Именно в этих же эсхатологических рамках находится обширное учение Павла о работе Святого Духа (и принадлежит во всей его полноте). Христос превознесенный - это “животворящий Дух” (I Кор. 15:45); Дух - это Дух воскресшего Христа (Рим. 8:9-11; II Кор. 3:17, 18). Дух, которым была крещена Церковь и Которым делятся все верующие, является “первыми плодами” того, что будет получено в воскресении тела (Рим. 8:23).; Дух, действующий сейчас в верующих, является фактическим “авансовым платежом” за эсхатологическое наследие, которое будет дано во всей полноте при возвращении Христа (2 Кор. 1:22; 5:5; Еф.1:14). Христианская жизнь - это действительно эсхатологическая жизнь.
Но теперь, когда мы находимся под воздействием этих соображений, о которых было упомянуто лишь бегло, мы задаем этот вопрос: когда этим соображениям уделяется должное внимание - когда они понимаются, а не, как это слишком часто бывает, как образная риторика или то, что является правдой “в принципе”, где принцип фактически платонический, но как реалистическая эсхатология, как эсхатологический реализм, который имеет решающее значение для нынешней жизни церкви и нынешнего опыта верующих, - тогда мы спрашиваем, учитывает ли этот акцент на ”реализованной“ или "инаугурационной” эсхатологии конкретные и отрезвляющие реалии человеческих дел и повседневной жизни? Разве акцент на нынешнем эсхатологическом царствовании Христа неизбежно не ведет к “теократическому триумфализму”, который серьезно недооценивает значение возвращения Христа и всего, что откладывается до тех пор?

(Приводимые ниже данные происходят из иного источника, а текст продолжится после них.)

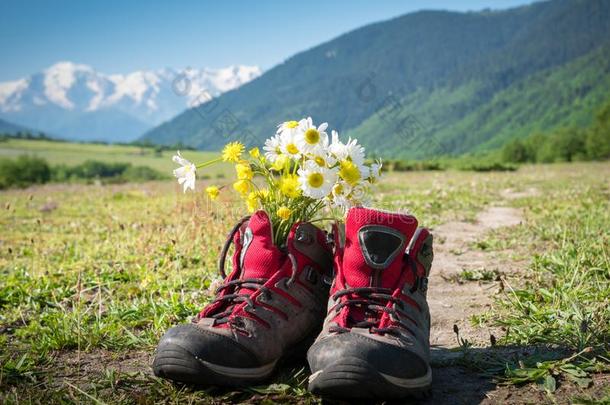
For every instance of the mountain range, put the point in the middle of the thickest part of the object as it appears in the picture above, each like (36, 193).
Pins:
(427, 83)
(74, 101)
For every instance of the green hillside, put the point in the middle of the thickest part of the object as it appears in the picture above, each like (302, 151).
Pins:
(457, 81)
(10, 128)
(71, 154)
(444, 121)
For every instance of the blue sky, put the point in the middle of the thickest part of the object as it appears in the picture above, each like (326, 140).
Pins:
(122, 36)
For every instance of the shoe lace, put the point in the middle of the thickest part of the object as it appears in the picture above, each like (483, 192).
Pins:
(253, 284)
(374, 301)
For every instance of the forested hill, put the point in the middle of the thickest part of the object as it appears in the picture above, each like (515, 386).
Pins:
(427, 83)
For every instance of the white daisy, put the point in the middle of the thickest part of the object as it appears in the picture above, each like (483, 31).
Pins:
(289, 144)
(336, 147)
(322, 159)
(185, 173)
(272, 148)
(316, 181)
(354, 152)
(312, 139)
(287, 126)
(375, 171)
(347, 151)
(339, 195)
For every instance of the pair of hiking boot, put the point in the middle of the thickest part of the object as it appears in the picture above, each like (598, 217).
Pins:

Эти вопросы (и другие подобные им) не следует игнорировать или замалчивать. Они указывают на необходимость, о которой уже говорилось, большей четкости и точности в нашей концепции эсхатологии. Итак, тезис, который я предлагаю на ваше рассмотрение и постараюсь развить, когда позволит время, заключается в том, что то, чему Новый Завет учит о страданиях, особенно о связи страданий христиан со страданиями и смертью Христа, обеспечивает необходимый фокус и разъяснение вопроса библейской эсхатологии.
3
Два отрывка, оба из Павла, хорошо служат отправной точкой. Краткое рассмотрение каждого из них, в свою очередь, раскроет решающую и контролирующую перспективу, которая, я склонен сказать, является ключом к пониманию всех других утверждений Нового Завета о христианских страданиях (6).

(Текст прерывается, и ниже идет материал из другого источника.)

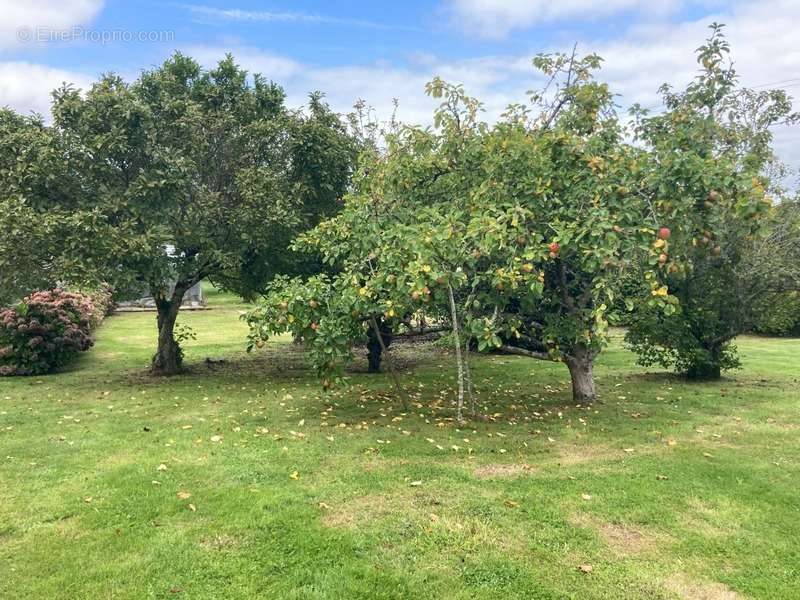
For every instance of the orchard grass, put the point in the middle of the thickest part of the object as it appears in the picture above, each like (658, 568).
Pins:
(666, 489)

1) 2 Кор.4:7-11. Во вступительных стихах этого Послания у Павла звучит нота, лежащая в основе всего послания. Он указывает своим читателям, что они вместе с ним разделяют “страдания Христа” (1:5-7). Смысл этого выражения в ст. 5, особенно сила родительного падежа (“от Христа”), усиливается тем, что Павел говорит о своем собственном служении, начиная с 4:7. Павел говорит, что мы имеем “это сокровище” (то есть, согласно 3:18-4:6, Евангелию эмпирического познания эсхатологической славы Божьей во Христе) в “глиняных сосудах”, “глиняных горшках” (то есть в хрупкости смертности и человеческой слабости).. Далее в ст. 8 и 9 излагается кое-что из связанных с этим психофизических переживаний: Павел страдает, но не сокрушен; сбит с толку, но не в отчаянии; преследуем, но не покинут; поражен, но не уничтожен. Таким образом, ст. 10 и 11 служат для обеспечения общей оценки; они описывают ситуацию, характеризующуюся преследованиями и страданиями, в целом. Речь идет о том, чтобы “всегда носить в теле смерть Иисуса, чтобы жизнь Иисуса могла открыться в нашем теле”, и снова: “всегда быть преданным смерти ради Иисуса, чтобы жизнь Иисуса могла открыться в нашей смертной плоти”. Здесь следует поразмыслить над очевидным сочетанием “смерти Иисуса” и “жизни Иисуса” как всеобъемлющего описания существования Павла. Отрицательно, они не рассматриваются как две отдельные части или сектора его опыта, как будто “жизнь Иисуса” и “смерть Иисуса” уравновешивают друг друга плюс- минус и вместе взятые составляют целое. Скорее, жизнь Иисуса, говорит Павел, открывается в смертной плоти и нигде больше; (смертное) тело - это место жизни Иисуса. Смертность и слабость Павла, перенятые в служении Христу, представляют собой всеобъемлющую среду, через которую проявляется эсхатологическая жизнь прославленного Христа. “Смерть Иисуса” - это форма существования, которая формирует проявление его жизни в Павле. В том смысле, что страдание “смерти Иисуса” являет воскресшую жизнь Иисуса, христианское страдание - это не просто или только страдание за Христа, но “страдания Христа”. Существенно субъективная сила родительного падежа (или, по крайней мере, субъективный нюанс) должна быть признана, и ее нельзя смягчать или объяснять (7).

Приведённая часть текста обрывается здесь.